Grant proposals were scored based on six criteria: impact; significance; innovation; approach; relevance to mental health issues; and likelihood that the grant would lead to National institutes of Health (NIH) or other federal funding.

Researching risk factors and seeking solutions Dr. McDonald received a $25,000 Mental Health Challenge Grant for her proposal, “Teen Driving Behaviors and Mental Health Factors.” For teens, inattention to the roadway is a major contributor to crashes. Dr. McDonald and her team have developed a web-based intervention aimed at preventing risky driving among teens by targeting behaviors associated with mobile phone use and peer passengers. Within a larger National Institute of Nursing Research-funded study, the team is testing the feasibility of the intervention. The Mental Health Challenge Grant provides support to collect data on how teen mental health issues, like ADHD and depressive symptoms, relate to self-reported risky driving and simulated driving and crash data. “This grant is a wonderful opportunity for me, as a first year faculty member at the School of Nursing, to expand my research in adolescent health and injury prevention to include factors related to mental health,” says Dr.

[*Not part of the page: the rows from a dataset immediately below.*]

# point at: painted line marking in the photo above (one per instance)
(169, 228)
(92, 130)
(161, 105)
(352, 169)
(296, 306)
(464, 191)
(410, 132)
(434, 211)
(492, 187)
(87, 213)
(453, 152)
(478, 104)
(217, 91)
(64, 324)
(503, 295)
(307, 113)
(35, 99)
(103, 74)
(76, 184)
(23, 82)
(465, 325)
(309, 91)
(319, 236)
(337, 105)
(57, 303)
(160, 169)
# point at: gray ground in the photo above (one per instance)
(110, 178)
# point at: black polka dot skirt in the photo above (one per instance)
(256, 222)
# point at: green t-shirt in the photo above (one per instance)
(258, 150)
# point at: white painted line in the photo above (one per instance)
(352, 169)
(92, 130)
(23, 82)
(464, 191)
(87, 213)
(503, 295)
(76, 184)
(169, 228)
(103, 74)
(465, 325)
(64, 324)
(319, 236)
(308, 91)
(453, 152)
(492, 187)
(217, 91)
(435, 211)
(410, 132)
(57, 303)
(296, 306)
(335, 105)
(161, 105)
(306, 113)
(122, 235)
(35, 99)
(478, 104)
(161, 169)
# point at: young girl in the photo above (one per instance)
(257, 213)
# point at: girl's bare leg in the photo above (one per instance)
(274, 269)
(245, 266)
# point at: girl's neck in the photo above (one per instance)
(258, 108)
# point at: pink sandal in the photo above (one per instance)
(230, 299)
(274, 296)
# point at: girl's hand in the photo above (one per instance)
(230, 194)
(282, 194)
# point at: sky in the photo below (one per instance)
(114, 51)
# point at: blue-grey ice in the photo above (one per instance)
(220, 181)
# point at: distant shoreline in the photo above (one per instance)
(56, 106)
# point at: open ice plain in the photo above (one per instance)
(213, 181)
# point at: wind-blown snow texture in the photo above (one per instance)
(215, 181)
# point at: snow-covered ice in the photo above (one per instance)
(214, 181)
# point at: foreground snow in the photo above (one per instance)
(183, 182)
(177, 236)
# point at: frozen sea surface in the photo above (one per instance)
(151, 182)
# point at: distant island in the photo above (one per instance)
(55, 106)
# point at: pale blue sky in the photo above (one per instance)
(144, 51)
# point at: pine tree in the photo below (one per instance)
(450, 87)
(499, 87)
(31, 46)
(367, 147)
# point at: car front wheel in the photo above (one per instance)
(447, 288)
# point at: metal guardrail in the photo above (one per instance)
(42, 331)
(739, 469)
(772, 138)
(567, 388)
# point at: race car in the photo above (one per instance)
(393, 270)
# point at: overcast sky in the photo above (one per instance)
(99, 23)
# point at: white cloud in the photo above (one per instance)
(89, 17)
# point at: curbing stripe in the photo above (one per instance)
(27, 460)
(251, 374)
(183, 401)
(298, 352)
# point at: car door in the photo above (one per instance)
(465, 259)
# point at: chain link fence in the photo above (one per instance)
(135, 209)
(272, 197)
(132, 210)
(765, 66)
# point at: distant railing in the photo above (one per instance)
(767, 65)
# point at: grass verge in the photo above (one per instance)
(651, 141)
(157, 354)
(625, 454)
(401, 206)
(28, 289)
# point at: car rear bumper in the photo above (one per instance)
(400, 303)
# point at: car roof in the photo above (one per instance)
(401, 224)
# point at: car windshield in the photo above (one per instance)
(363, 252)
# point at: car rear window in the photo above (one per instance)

McDonald. “In my research relating to teen driver motor vehicle crashes, I am approaching it as a complex health problem. Efforts in teen crash prevention will not be a one-size-fits-all approach, and teens who have mental health issues may be a particularly vulnerable group.” Dr. McDonald became interested in teen driving behaviors through her roles as a nurse in a pediatric intensive care unit and pediatric emergency department and as a high school nurse. “This is an important area of study because motor vehicle crashes are the leading cause of death in teens and, although efforts like Graduated Driver Licensure provisions are helping us make huge strides, more work needs to be done,” says Dr. McDonald. “Better understanding of individual adolescent risks may be an important key to improved prevention efforts.” Dr. Im received a $15,000 Mental Health Challenge Grant for her proposal to determine the pathways through which physical activity influences depressive symptoms in Korean-American midlife women.